E se il lavoratore dipendente rifiuta di vaccinarsi?

in Diritto del Lavoro

In questo periodo di forti pressioni sociali, chi pro e chi contro il così detto gree pass, un’altra pietra miliare sulla limitazione della libertà di non vaccinarsi l’ha messa il Tribunale di Modena con l’ordinanza n. 2467 dello scorso 23 luglio.

Il titolare di un’azienda, si legge nel dispositivo, è anche garante della salute dei suoi dipendenti e, in forza dell’art. 2467 c.c., deve adottare tutte le misure di prevenzione e protezione che sono necessarie a tutelare l’integrità fisica dei lavoratori.

Al pari del dover dotare i propri dipendenti di mascherine protettive, gel igienizzante, sanificazione degli spazi, secondo i giudici modenesi è anche suo compito evitare che possano lavorare a contatto stretto con i colleghi, soggetti non vaccinati.
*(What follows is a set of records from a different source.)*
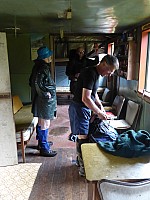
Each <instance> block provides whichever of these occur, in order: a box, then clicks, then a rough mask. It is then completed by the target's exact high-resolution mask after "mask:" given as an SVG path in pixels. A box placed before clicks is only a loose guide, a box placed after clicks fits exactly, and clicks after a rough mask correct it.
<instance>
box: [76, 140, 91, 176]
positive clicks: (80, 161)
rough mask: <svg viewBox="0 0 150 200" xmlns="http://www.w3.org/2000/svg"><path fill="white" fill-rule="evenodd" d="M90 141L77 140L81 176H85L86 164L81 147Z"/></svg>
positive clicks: (77, 161)
mask: <svg viewBox="0 0 150 200" xmlns="http://www.w3.org/2000/svg"><path fill="white" fill-rule="evenodd" d="M88 142H89V139H78V138H77V140H76V151H77V159H76V165H77V166H78V167H79V175H80V176H85V170H84V164H83V159H82V152H81V145H82V144H84V143H88Z"/></svg>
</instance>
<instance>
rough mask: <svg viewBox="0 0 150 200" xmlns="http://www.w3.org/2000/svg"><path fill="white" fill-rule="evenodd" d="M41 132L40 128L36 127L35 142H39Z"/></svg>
mask: <svg viewBox="0 0 150 200" xmlns="http://www.w3.org/2000/svg"><path fill="white" fill-rule="evenodd" d="M40 130H41V126H39V125H38V124H37V125H36V140H39V131H40Z"/></svg>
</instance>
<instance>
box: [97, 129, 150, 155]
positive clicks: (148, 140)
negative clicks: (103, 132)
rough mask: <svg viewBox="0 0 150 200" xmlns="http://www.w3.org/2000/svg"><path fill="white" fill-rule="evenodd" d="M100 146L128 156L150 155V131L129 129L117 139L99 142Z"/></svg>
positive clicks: (110, 151)
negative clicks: (129, 129) (138, 130)
mask: <svg viewBox="0 0 150 200" xmlns="http://www.w3.org/2000/svg"><path fill="white" fill-rule="evenodd" d="M98 146H99V147H100V148H101V149H103V150H104V151H106V152H108V153H111V154H113V155H115V156H121V157H126V158H133V157H138V156H144V155H150V133H148V132H147V131H145V130H139V131H138V132H135V131H134V130H128V131H126V132H124V133H122V134H120V135H118V138H117V139H116V141H108V142H98Z"/></svg>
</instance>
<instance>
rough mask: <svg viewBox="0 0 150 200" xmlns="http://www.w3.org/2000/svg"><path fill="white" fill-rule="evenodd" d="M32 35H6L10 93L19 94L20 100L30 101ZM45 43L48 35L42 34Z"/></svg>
mask: <svg viewBox="0 0 150 200" xmlns="http://www.w3.org/2000/svg"><path fill="white" fill-rule="evenodd" d="M33 36H34V35H29V34H18V35H17V36H16V37H15V36H14V35H10V34H8V35H7V46H8V59H9V68H10V79H11V90H12V95H19V97H20V98H21V100H22V102H24V103H27V102H30V99H31V98H30V87H29V76H30V73H31V71H32V66H33V64H34V62H33V61H32V60H31V38H33ZM44 37H45V38H46V39H45V41H46V43H47V45H48V44H49V36H48V34H47V35H44Z"/></svg>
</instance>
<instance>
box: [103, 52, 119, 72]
mask: <svg viewBox="0 0 150 200" xmlns="http://www.w3.org/2000/svg"><path fill="white" fill-rule="evenodd" d="M101 62H106V63H107V64H108V65H109V66H114V69H116V70H117V69H119V61H118V58H117V57H115V56H112V55H109V54H108V55H106V56H104V57H103V58H102V60H101Z"/></svg>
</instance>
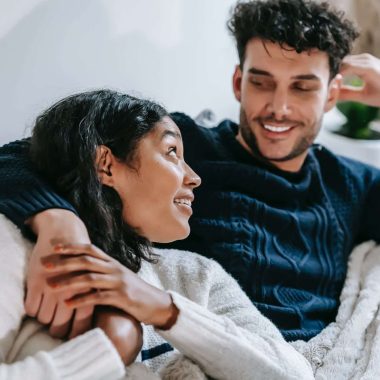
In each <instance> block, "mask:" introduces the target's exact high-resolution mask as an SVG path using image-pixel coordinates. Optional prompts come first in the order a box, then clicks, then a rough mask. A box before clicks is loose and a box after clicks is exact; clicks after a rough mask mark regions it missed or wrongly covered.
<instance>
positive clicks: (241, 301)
mask: <svg viewBox="0 0 380 380" xmlns="http://www.w3.org/2000/svg"><path fill="white" fill-rule="evenodd" d="M210 276H212V279H211V282H210V284H211V285H210V288H209V302H208V307H207V308H205V307H202V306H200V305H198V304H196V303H194V302H192V301H190V300H189V299H187V298H185V297H182V296H181V295H179V294H178V293H176V292H171V294H172V297H173V301H174V303H175V305H176V306H177V308H178V309H179V311H180V312H179V316H178V319H177V322H176V323H175V325H174V326H173V327H172V328H171V329H170V330H167V331H161V330H157V331H158V333H159V334H160V335H161V336H162V337H163V338H164V339H166V340H167V341H168V342H170V343H171V344H172V345H173V346H175V347H176V348H177V349H178V350H179V351H180V352H182V353H183V354H185V355H186V356H187V357H189V358H190V359H192V360H194V361H195V362H196V363H197V364H198V365H199V366H200V367H201V368H202V369H203V370H204V371H205V373H206V374H207V375H209V376H211V377H213V378H216V379H239V380H245V379H252V378H255V379H265V380H272V379H273V380H277V379H297V380H299V379H303V380H307V379H313V378H314V376H313V372H312V369H311V366H310V364H309V363H308V362H307V360H306V359H305V358H304V357H303V356H302V355H301V354H300V353H298V352H297V351H296V350H295V349H294V348H293V347H292V346H291V345H289V344H288V343H287V342H286V341H285V340H284V339H283V337H282V335H281V333H280V332H279V331H278V330H277V328H276V327H275V326H274V325H273V324H272V323H271V322H270V321H269V320H268V319H267V318H265V317H264V316H263V315H262V314H261V313H260V312H259V311H258V310H257V309H256V308H255V307H254V306H253V305H252V303H251V302H250V300H249V299H248V297H247V296H246V295H245V293H244V292H243V291H242V290H241V288H240V287H239V285H238V284H237V282H236V281H235V280H234V279H233V278H232V277H231V276H229V275H228V274H227V273H226V272H225V271H224V270H223V269H222V268H221V266H220V265H219V264H217V263H213V264H212V270H211V272H210Z"/></svg>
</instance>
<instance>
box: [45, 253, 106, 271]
mask: <svg viewBox="0 0 380 380" xmlns="http://www.w3.org/2000/svg"><path fill="white" fill-rule="evenodd" d="M41 263H42V265H43V266H44V268H45V269H46V271H47V272H48V273H57V272H59V273H67V272H80V271H91V272H97V273H111V271H112V266H111V264H110V261H104V260H103V259H99V258H97V257H93V256H90V255H87V254H84V255H77V256H64V255H51V256H47V257H43V258H42V259H41Z"/></svg>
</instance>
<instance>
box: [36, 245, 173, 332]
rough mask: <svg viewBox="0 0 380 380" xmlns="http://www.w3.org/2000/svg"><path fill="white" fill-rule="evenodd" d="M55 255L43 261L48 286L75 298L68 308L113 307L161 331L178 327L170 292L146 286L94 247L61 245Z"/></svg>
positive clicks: (54, 250) (69, 304)
mask: <svg viewBox="0 0 380 380" xmlns="http://www.w3.org/2000/svg"><path fill="white" fill-rule="evenodd" d="M54 253H55V254H53V255H51V256H49V257H45V258H43V259H42V263H43V265H44V267H45V268H46V269H47V270H48V271H50V273H51V274H52V277H49V279H48V285H49V286H50V287H51V288H52V289H53V291H54V292H59V293H62V294H67V293H70V294H75V295H74V296H73V297H71V298H70V299H68V300H66V304H67V305H68V306H69V307H71V308H81V307H84V306H95V305H107V306H113V307H116V308H118V309H120V310H123V311H124V312H125V313H127V314H129V315H131V316H132V317H134V318H135V319H137V320H138V321H139V322H142V323H145V324H150V325H153V326H155V327H158V328H161V329H168V328H170V327H171V326H172V325H173V324H174V323H175V321H176V319H177V315H178V309H177V308H176V306H175V305H174V304H173V301H172V299H171V296H170V295H169V294H168V293H167V292H165V291H163V290H161V289H158V288H156V287H154V286H152V285H150V284H148V283H146V282H145V281H143V280H142V279H141V278H139V277H138V276H137V275H136V274H135V273H134V272H132V271H131V270H129V269H128V268H126V267H124V266H123V265H121V264H120V263H119V262H118V261H116V260H114V259H113V258H111V257H110V256H108V255H107V254H106V253H104V252H103V251H102V250H100V249H99V248H97V247H95V246H94V245H91V244H58V245H56V246H55V247H54ZM54 274H55V275H54Z"/></svg>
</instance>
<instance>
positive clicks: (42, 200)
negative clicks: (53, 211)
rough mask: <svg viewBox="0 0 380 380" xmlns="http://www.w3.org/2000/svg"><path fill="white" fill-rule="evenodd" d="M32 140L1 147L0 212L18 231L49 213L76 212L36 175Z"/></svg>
mask: <svg viewBox="0 0 380 380" xmlns="http://www.w3.org/2000/svg"><path fill="white" fill-rule="evenodd" d="M29 147H30V141H29V139H24V140H19V141H14V142H11V143H9V144H7V145H4V146H2V147H0V178H1V184H0V212H1V213H2V214H4V215H6V216H7V217H8V218H9V219H10V220H12V222H13V223H15V224H16V225H17V226H18V227H19V228H21V229H24V228H25V225H24V223H25V221H26V220H28V219H29V218H30V217H31V216H33V215H35V214H37V213H39V212H41V211H44V210H46V209H51V208H58V209H66V210H70V211H72V212H74V213H75V209H74V208H73V207H72V206H71V204H70V203H68V202H67V201H66V200H65V199H64V198H63V197H61V196H60V195H59V194H57V193H56V192H55V191H54V190H53V188H52V187H51V186H50V185H49V184H48V183H47V182H46V181H45V180H44V179H43V178H42V177H41V176H40V175H39V174H38V173H37V172H36V170H35V169H34V168H33V165H32V163H31V161H30V158H29Z"/></svg>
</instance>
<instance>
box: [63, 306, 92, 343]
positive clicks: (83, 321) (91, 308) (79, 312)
mask: <svg viewBox="0 0 380 380" xmlns="http://www.w3.org/2000/svg"><path fill="white" fill-rule="evenodd" d="M93 313H94V306H92V305H90V306H84V307H80V308H79V309H76V310H75V318H74V321H73V326H72V328H71V331H70V335H69V339H72V338H75V337H76V336H78V335H81V334H83V333H85V332H86V331H88V330H90V329H91V327H92V316H93Z"/></svg>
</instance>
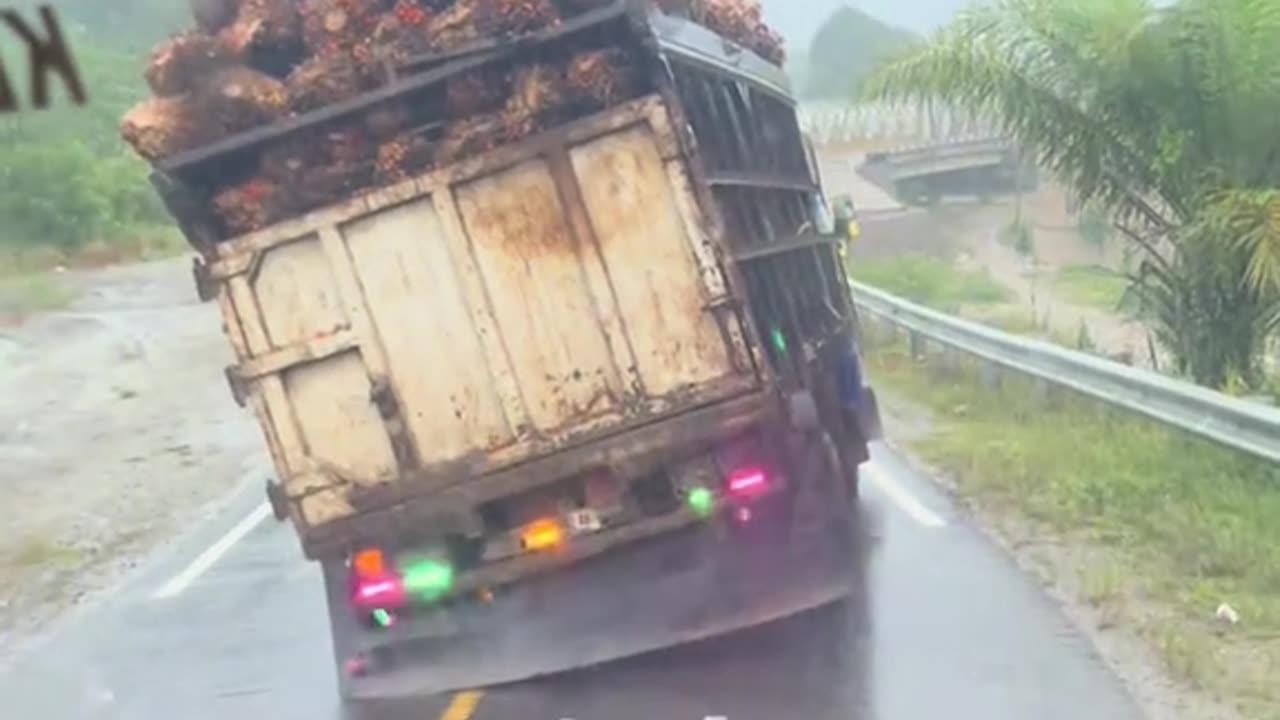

Il caso concreto, che contiene principi che possono ricondursi a portate generale, riguardava due fiseoterapiste impiegate in una R.S.A.

Le due lavoratrici sono state assunte da una cooperativa che le aveva sospese senza stipendio quando avevano dato il loro diniego al vaccino, prima dell’entrata in vigore della Legge 44/2021, che ha imposto l’obbligo agli operatori sanitari alla vaccinazione.

Quindi, quando le donne vennero sospese, la legge non era ancora entrata in vigore, ma ciò nonostante la cooperativa loro datrice aveva già provveduto con la suddetta imposizione. L’impugnazione davanti al Tribunale, come visto, è servita a poco.

La via di soluzione trovata dai giudici è stata la seguente: pur non potendosi punire disciplinarmente il lavoratore dipendente che si sottragga alla vaccinazione, possono sussistere comunque incompatibilità a svolgere la mansione lavorativa. In tal caso la sospensione dal lavoro e dal relativo stipendio, si riconosce misura consona.

In particolare per chi lavora a contatto con il pubblico o in luoghi chiusi o a stretto contatto con i colleghi la volontà di sottrarsi alla vaccinazione potrebbe contrastare con l’idoneità lavorativa.

Il diritto alla libertà di autodeterminazione – conclude il Tribunale– deve essere bilanciato con altri diritti di rilievo costituzionale come la salute dei clienti, degli altri dipendenti e il principio di libera iniziativa economica fissato dall’articolo 41 della Costituzione.”